For rates above 47, Boeing plans to rely on the new North Line in Everett, with tooling in place and a phased staffing plan under way.
On the 787, Boeing said the programme is stabilising at eight aircraft per month, with the next increase to 10 per month targeted for later 2026. Ortberg said factory metrics had improved, including a near 30% reduction in average rework hours during 2025.
He added that seating and cabin certification remains a delivery constraint for some customers: seat issues are “less of a constraint to our production output, but more of an issue with deliveries,” particularly where airlines introduce new configurations requiring additional certification.
Boeing said the FAA approved entry into the final phase of 737-10 certification flight testing, while a final design fix for the engine anti-ice issue on the 737-7 and -10 is in place. Ortberg said Boeing still expects certification of both variants in 2026.

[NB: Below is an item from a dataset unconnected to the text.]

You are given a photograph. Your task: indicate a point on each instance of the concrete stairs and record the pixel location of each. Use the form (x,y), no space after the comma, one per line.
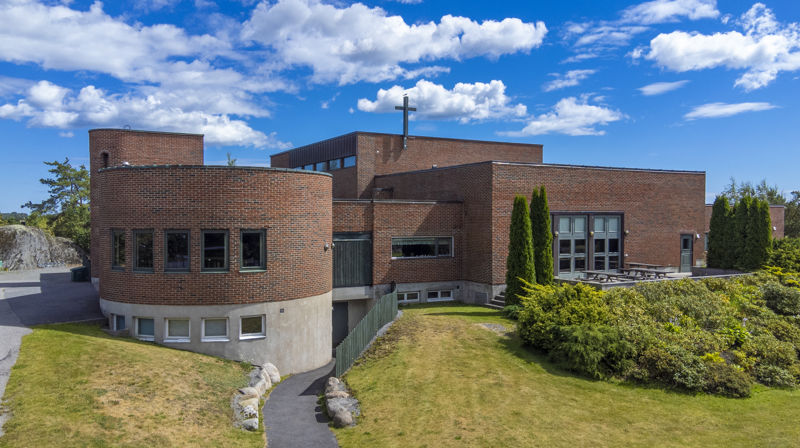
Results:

On the 777X, Boeing said the 777-9 entered TIA3 certification testing. Ortberg disclosed a potential engine durability issue identified during inspection and said Boeing is working with GE on corrective action, but does not expect this to affect first delivery in 2027.
Malave said Boeing expects around 500 737 deliveries in 2026, with about 30 737-10s built but not delivered pending certification, and 90–100 787 deliveries, depending on production roll-out.
Boeing guided to $1bn–$3bn of free cash flow in 2026, noting a roughly $1bn headwind from incorporating Spirit and continued cash impacts from 777X timing and prior 737 and 787 delivery delays. Capital expenditure is expected to rise to around $4bn in 2026, including Spirit integration.